Kandace Watson, Kilpatrick Townsend Partner and Co-Chair of San Diego’s Association of Corporate Counsel Technology and Licensing Roundtable, recently led an interactive webinar titled “Legal Quick Hit: Glass Half Empty or Half Full? Key Ways to Right-Size Joint IP Ownership.”
Six key takeaways from the presentation, include:
Commencing Collaborative Conversations.
Protect yourself with a right-sized drafted confidentiality agreement. Use letters of intent to ensure high level goals are clear. Follow up with more financially and legally detailed term sheets to identify potential “dealbreakers” as soon as practicable – such as tax, IP ownership, financial and governance terms.
Know Motivations of All Parties for Collaboration.
In addition to knowing your company’s goals, know what the collaborator desires from the collaboration.

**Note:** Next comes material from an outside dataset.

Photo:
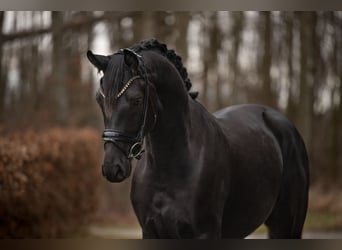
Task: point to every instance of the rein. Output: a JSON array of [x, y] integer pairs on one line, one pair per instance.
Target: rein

Can you deliver mutually desirable results? If not, then reconsider whether to pursue the collaboration.
Construct the Legal Structure that Best Supports Your Goals.
Will a simple cross-license suffice? If you need to pool resources for a specific task or build new IP together, perhaps a joint venture is appropriate. If each party has unique industry expertise and you’re working together to jointly bid and perform under a large government contract, perhaps a teaming agreement is best. If you’re in academia and joining with industry players to conduct research, a consortium agreement may suit your needs.
Know the Four Key Types of IP Relevant to Collaborations.
- Background IP (IP supplied by partners at the start of the project).
- Foreground IP (IP produced within the collaboration during the project term).
- Sideground IP (IP relevant to a collaboration, but produced outside the project by any of the partners during the project’s term).
- Postground IP (IP relevant to a collaboration that is produced by any of the partners after the project ends).
Agree in advance on each partner’s rights following an exit from the collaboration.
Be Prepared for a Breach.
Monitor your collaboration partner’s security measures to protect IP. Limit online and facility access. Monitor downloads to external devices. Set up searches to monitor collaborator’s patent and scientific publications.
Educate, educate, educate.
Train employees, contractors, and project team members on avoiding “cross-pollination” on projects and protecting IP.